PS: I can think of one possible scenario that you might want to avoid, if you see that a beekeeper (or anyone else for that matter) has set his/their own swarm traps, don't put your traps on the fence right next to his. While it is probably not illegal, I think it could be considered "bad form" and would present a potential for conflict (find a tree or other perch that is well on your side of the fence instead).


----------



## kopeck (May 26, 2007)

Thanks Guys,

I never thought there were any real legal issues, I just wasn't sure if there was some sort of beekeeper's etiquette I wasn't aware of.

The Farmer is one of the big BB Freezers around here, I haven't a clue who's Bee's they are, it could change every year, field to field.

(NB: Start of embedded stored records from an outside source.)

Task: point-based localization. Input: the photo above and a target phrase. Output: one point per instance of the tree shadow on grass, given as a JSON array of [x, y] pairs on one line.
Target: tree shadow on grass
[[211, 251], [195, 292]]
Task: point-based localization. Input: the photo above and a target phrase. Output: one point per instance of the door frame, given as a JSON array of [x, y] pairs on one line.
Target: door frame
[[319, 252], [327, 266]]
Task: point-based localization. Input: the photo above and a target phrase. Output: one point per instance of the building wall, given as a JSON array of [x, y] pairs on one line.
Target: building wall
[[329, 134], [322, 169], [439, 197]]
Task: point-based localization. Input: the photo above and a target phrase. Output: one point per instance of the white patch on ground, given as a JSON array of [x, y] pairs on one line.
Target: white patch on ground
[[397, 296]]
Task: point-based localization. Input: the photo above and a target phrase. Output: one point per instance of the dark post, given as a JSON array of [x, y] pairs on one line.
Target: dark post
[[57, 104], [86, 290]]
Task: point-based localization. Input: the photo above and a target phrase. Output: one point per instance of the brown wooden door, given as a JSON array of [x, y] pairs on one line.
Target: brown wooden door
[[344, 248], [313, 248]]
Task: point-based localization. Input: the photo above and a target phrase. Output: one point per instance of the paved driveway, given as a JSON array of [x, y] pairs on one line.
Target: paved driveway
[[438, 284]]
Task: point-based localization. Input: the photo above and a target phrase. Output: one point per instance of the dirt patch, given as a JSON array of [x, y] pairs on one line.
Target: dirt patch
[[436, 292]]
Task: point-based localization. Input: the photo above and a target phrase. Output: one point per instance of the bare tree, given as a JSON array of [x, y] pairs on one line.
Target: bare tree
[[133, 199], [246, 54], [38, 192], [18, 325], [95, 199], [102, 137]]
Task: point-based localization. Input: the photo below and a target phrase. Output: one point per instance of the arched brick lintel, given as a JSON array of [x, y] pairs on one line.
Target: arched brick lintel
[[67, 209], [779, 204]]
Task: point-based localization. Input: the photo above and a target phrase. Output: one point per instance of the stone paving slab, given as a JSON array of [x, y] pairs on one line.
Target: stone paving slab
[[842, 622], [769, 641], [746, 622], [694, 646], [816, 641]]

It will be interesting, I'm going to hang a few NUCs out there and see what I end up with. 

K


----------



## jjgbee (Oct 12, 2006)

One time, I was set off in a pasture and the bees had a beeline going to a nearby orange grove. A fellow drenched a fence post right in the beeline with pherenome and all my young bees would stop and hang on the post. There were tracks where the guy would drive by each day and shake 4 to 6 lbs of bees a day. Other people in the neighborhood found the same thing. That was bee rustling. We think he was the same guy they found stealing 4 to 6 hives at a time from bee yards. The judge only gave the guy 90 days in county jail but some how his house burned while he was in jail. That said, I would not check my bees while they were in almonds and if they did swarm while I was away, good luck to the new owner.


----------



## kopeck (May 26, 2007)

jjgbee said:


> One time, I was set off in a pasture and the bees had a beeline going to a nearby orange grove. A fellow drenched a fence post right in the beeline with pherenome and all my young bees would stop and hang on the post. There were tracks where the guy would drive by each day and shake 4 to 6 lbs of bees a day. Other people in the neighborhood found the same thing. That was bee rustling. We think he was the same guy they found stealing 4 to 6 hives at a time from bee yards. The judge only gave the guy 90 days in county jail but some how his house burned while he was in jail. That said, I would not check my bees while they were in almonds and if they did swarm while I was away, good luck to the new owner.


I've never heard of that before, that does sound like rustling!

I was going to bait them either with lemon grass oil or maybe splurge and go for one of the commercial concoctions. 

K


----------